Serial type communication

The problem with this approach is that all these processes are limited by how fast this type database process can respond to messages. For a small program this might not matter, but for larger programs this may result in (some) of the work being performed in serial.

Our current idea is to instead use multiple processes called "partitions" (inspired by the partitioning of databases). Each partition only stores type information; compilation is done by separate processes. A separate "registry" process is used to record which partition owns a certain module. To look up a type, a compiler process would request the partition for a given module that is imported, then use that partition for obtaining type information. Once a module is looked up, a compiler process may cache it so it does not need to request it again from the registry. The registry process exists so we don't need to scan over all partition to determine which one owns a module. This would not perform well if the number of partition is large, or when looking up lots of unique modules:

Linear module lookups

Instead of partitions sending (and thus copying) entire type data structures to compiler processes, they send type IDs. A type ID is a simple and lightweight data structure that is cheap to copy, storing only the ID of the type and the ID of the module that owns the type. If needed they may send more complex data structures, but in all cases they will be optimised to make it cheap to copy them.

Compiler processes communicate with these type partitions by sending messages known as "queries" (taken again from databases). A query can be a message such as "Give me the argument type IDs of method X", "Does type X respond to message Y?", etc. The Rust compiler uses a similar approach. Using separate type partitions and queries results in a flow of messages that looks like this:

Parallel type communication

Registry operations are performed in serial, as there is only one registry process. Since these operations are simple (they are just hash lookups), they won't create a bottleneck. Compiler processes will cache these lookups locally, so frequently imported modules only need a single lookup per compiler process. The use of type IDs is similar to entities in an Entity Component System. Compiler processes will use these type IDs and other data obtained from a type partition to perform type checking and inference.

Type checking and inference is done by walking a desugared AST and annotating nodes with their type IDs. We also need to store data such as local variable scoping for closures, but we haven't decided yet on how we will do this. Other passes such as optimisations and code generation will be easier to perform in parallel, as these passes do not mutate any shared data structures.
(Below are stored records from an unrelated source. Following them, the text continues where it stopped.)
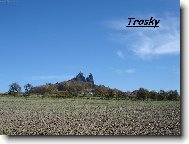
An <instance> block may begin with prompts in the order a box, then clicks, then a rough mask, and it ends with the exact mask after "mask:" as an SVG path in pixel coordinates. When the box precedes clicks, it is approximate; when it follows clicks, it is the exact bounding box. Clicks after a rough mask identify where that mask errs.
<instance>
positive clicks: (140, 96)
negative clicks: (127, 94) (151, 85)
mask: <svg viewBox="0 0 189 144" xmlns="http://www.w3.org/2000/svg"><path fill="white" fill-rule="evenodd" d="M148 97H149V91H148V90H147V89H144V88H140V89H139V90H138V91H137V98H138V99H142V100H145V99H147V98H148Z"/></svg>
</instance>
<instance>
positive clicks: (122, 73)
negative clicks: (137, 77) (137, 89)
mask: <svg viewBox="0 0 189 144" xmlns="http://www.w3.org/2000/svg"><path fill="white" fill-rule="evenodd" d="M115 72H116V73H117V74H133V73H136V70H135V69H125V70H122V69H116V70H115Z"/></svg>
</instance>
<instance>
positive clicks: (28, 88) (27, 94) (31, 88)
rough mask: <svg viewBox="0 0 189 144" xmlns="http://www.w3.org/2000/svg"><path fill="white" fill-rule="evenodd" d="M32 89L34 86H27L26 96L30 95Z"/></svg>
mask: <svg viewBox="0 0 189 144" xmlns="http://www.w3.org/2000/svg"><path fill="white" fill-rule="evenodd" d="M32 88H33V86H32V85H31V84H29V83H28V84H26V85H25V86H24V89H25V94H26V95H29V94H30V92H31V89H32Z"/></svg>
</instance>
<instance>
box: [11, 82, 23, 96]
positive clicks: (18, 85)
mask: <svg viewBox="0 0 189 144" xmlns="http://www.w3.org/2000/svg"><path fill="white" fill-rule="evenodd" d="M9 87H10V88H9V91H8V93H9V94H10V95H14V96H15V95H16V94H18V93H20V92H21V87H20V85H19V84H18V83H16V82H15V83H12V84H11V85H9Z"/></svg>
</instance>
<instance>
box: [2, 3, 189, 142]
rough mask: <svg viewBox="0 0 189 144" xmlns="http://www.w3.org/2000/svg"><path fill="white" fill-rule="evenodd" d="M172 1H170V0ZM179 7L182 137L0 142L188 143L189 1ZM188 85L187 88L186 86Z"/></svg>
mask: <svg viewBox="0 0 189 144" xmlns="http://www.w3.org/2000/svg"><path fill="white" fill-rule="evenodd" d="M170 2H172V1H170ZM181 7H182V8H183V10H184V15H183V18H184V25H181V26H184V28H183V33H184V34H183V41H184V43H183V48H182V51H183V52H182V54H183V55H182V57H183V58H184V63H183V65H182V68H183V73H182V74H183V76H182V77H183V84H182V95H181V96H182V102H183V103H182V104H183V107H182V108H183V109H182V118H184V120H182V124H183V127H182V128H183V129H184V130H183V136H182V137H165V138H164V137H126V138H124V137H61V136H60V137H23V136H21V137H20V138H18V137H15V138H11V139H10V138H8V137H7V136H0V144H26V143H27V144H55V143H56V144H62V143H69V144H70V143H77V144H95V143H98V144H100V143H103V144H105V143H107V144H115V143H120V144H125V143H129V144H130V143H132V144H152V143H153V144H159V143H161V144H189V133H188V130H189V124H188V122H189V114H188V104H189V80H188V73H189V49H188V48H189V45H188V41H189V29H188V27H186V26H189V1H188V0H181ZM187 87H188V88H187Z"/></svg>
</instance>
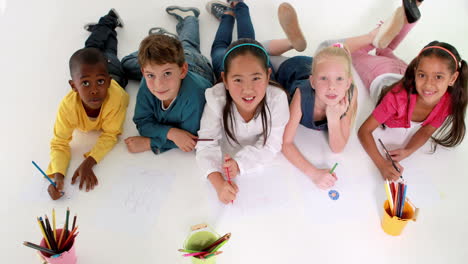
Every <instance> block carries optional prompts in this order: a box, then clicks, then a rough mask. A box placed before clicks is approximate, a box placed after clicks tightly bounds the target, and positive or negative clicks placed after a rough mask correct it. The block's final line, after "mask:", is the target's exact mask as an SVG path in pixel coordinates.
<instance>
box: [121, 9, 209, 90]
mask: <svg viewBox="0 0 468 264" xmlns="http://www.w3.org/2000/svg"><path fill="white" fill-rule="evenodd" d="M176 29H177V34H178V35H179V40H180V42H181V43H182V47H183V48H184V55H185V61H186V62H187V64H188V68H189V71H191V72H193V73H197V74H199V75H201V76H202V77H203V78H205V79H207V80H208V81H210V82H211V83H214V76H213V68H212V67H211V64H210V61H209V60H208V59H207V58H206V57H205V56H203V55H202V54H201V52H200V31H199V24H198V18H196V17H194V16H188V17H186V18H185V19H184V20H183V21H181V22H179V23H178V24H177V27H176ZM122 67H123V69H124V71H125V73H126V74H127V77H128V78H129V79H132V80H141V78H143V75H142V74H141V70H140V68H141V67H140V65H139V64H138V51H135V52H133V53H131V54H130V55H127V56H125V57H124V58H123V59H122Z"/></svg>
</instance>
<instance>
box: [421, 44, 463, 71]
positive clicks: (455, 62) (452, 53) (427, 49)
mask: <svg viewBox="0 0 468 264" xmlns="http://www.w3.org/2000/svg"><path fill="white" fill-rule="evenodd" d="M428 49H440V50H443V51H445V52H447V53H448V54H449V55H450V56H452V58H453V60H454V61H455V71H457V70H458V61H457V57H455V55H453V53H452V52H450V50H448V49H446V48H444V47H440V46H429V47H425V48H424V49H422V50H421V51H420V52H419V54H418V56H419V55H421V53H422V52H423V51H425V50H428Z"/></svg>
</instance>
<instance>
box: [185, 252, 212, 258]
mask: <svg viewBox="0 0 468 264" xmlns="http://www.w3.org/2000/svg"><path fill="white" fill-rule="evenodd" d="M206 253H210V252H205V251H202V252H195V253H189V254H184V255H182V256H184V257H195V256H199V255H204V254H206Z"/></svg>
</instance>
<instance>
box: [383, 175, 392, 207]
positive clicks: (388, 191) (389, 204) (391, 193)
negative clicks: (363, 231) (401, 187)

Our goal is to get the compiler to compile the standard library and all its tests in two seconds. For this to happen, we need to compile the code at 10 000 lines per second. Achieving this goal may prove difficult, so we may have to settle for longer compile times for the first version of the self-hosting compiler. Adding support for incremental compilation in the future will also help cut down compilation times, but we will postpone adding support for incremental compilation until deemed necessary.

Plans for October

In October we will continue working on the compiler, and hope to make serious progress on the type checking and inference passes. Other passes such as code generation will probably have to wait until November, depending on how much progress we make.